Rui Vitória enquadra-se naquilo que é denominado um líder coach e relacional. Com um lado bem vincado no desenvolvimento de competências nos atletas, mas com uma responsabilidade muito partilhada com os mesmos. Tem um lado instrutivo mas numa visão de descoberta guiada. E isso é muito notório no modo como o treinador comunica. Como aborda as questões mais individuais. No modo como no banco tem quase sempre um gesto positivo e confortável para os erros dos atletas.

Disponível, gosta pouco de conflitos. E isso é bem percetível no modo como inclui os jogadores nas conquistas. É claro que todos os treinadores têm sempre áreas que podem melhorar ou que não dominam assim tanto. Rui Vitória demonstrou bastante desconforto na época passada com o debate mais particular com o treinador Jorge Jesus, em que foi perdendo muita energia. A tempo alterou a estratégia, mas demonstrou que durante algum tempo reagia, mais do que agia.

Jorge Jesus, treinador do Sporting

PATRICIA DE MELO MOREIRA/Getty

Sem nunca o ter tornado muito explícito inicialmente, Jorge Jesus apostou tudo o que tinha e o que não tinha na conquista imediata na Liga da época passada.
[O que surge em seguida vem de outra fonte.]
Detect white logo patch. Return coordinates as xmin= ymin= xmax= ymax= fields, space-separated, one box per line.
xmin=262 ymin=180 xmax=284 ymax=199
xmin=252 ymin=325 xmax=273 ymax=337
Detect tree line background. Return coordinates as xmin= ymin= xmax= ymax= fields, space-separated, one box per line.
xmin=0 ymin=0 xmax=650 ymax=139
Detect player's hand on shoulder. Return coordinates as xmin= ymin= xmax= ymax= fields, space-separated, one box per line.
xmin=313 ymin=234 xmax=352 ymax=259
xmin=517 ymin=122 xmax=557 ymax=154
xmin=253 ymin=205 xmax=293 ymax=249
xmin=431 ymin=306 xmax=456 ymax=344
Esteve quase e fez muito daquilo que realizou na Luz na sua última época: apostou tudo a nível interno e numa desvalorização assumida das competições europeias. Esteve quase e resta descobrir como desperdiçou uma enorme vantagem, dado que não foi por cansaço nem por lesões importantes.

O seu despique particular com Rui Vitória pode tê-lo obrigado a focar-se em algo menos essencial, mas a verdade é que as suas crenças e verdades de bom futebol e melhor equipa não chegaram para aquilo que era o seu objetivo: vencer.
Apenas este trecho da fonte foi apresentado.